Pachankis, el investigador del estrés, acaba de dirigir la primer prueba aleatoria controlada de terapia de comportamiento cognitiva de “afirmación gay”. Tras años de evasión emocional, muchos hombres gay “literalmente no saben lo que están sintiendo”, dice. Sus parejas les dicen que los aman y ellos responden: “Bueno, yo amo los hot-cakes”. Terminan con quienes están saliendo porque dejan un cepillo de dientes en sus casas. O -como muchos de los hombres con los que hablé- tienen sexo sin protección con alguien que acaban de conocer porque no saben cómo manejar su propio desconcierto.


El desapego emocional de estos chicos es generalizado, dice Pachankis, y muchos de los hombres con los que trabaja pasan años sin reconocer que las cosas a las que aspiran -tener un cuerpo perfecto, hacer más y mejor trabajo que sus colegas, programar el ligue perfecto en Grindr para la noche- son reforzadores de su miedo al rechazo.


Tan solo señalar esos patrones rindió grandes resultados: los pacientes de Pachankis mostraron una reducción en sus niveles de ansiedad, depresión, abuso de drogas y sexo sin condón en solo 3 meses. Ahora trabaja en expandir el estudio para incluir más ciudades, más participantes y mayor rango de tiempo.

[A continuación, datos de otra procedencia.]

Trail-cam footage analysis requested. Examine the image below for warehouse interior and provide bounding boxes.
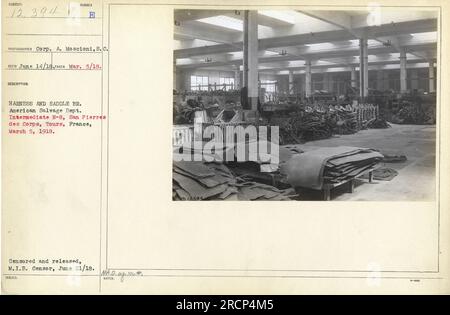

Esas soluciones resultan prometedoras, aunque aún imperfectas. No sé si se llegará a cerrar esa brecha de salud entre heterosexuales y gente gay, al menos no totalmente. Siempre habrá más niños heterosexuales que homosexuales, siempre seremos marginados, y siempre estaremos -en cierto grado- creciendo solos en nuestras familias, en nuestras escuelas y en nuestras ciudades. Pero quizá eso no sea del todo malo. Nuestra distancia de las tendencias dominantes puede ser la causa de eso que nos inquieta, pero es también el origen de nuestro ingenio, nuestra resiliencia, nuestra empatía, nuestro talento superior para vestirnos, bailar y hacer karaoke. Tenemos que reconocer eso mientras luchamos por mejores leyes y mejores sociedades -y también mientras encontramos maneras de ser mejores con nosotros mismos.

Sigo pensando en algo que me dijo Paul, el desarrollador web: “Siempre nos hemos dicho a nosotros mismos que una vez terminada la epidemia del sida, estaríamos bien. Una vez que acabó nos dijimos que cuando pudiéramos casarnos lo estaríamos al fin. Ahora decimos que cuando se acabe el bullying... Seguimos esperando ese momento en que sintamos que no somos diferentes de los demás, pero el hecho es que lo somos. Ya es tiempo de aceptarlo y trabajar con ello”.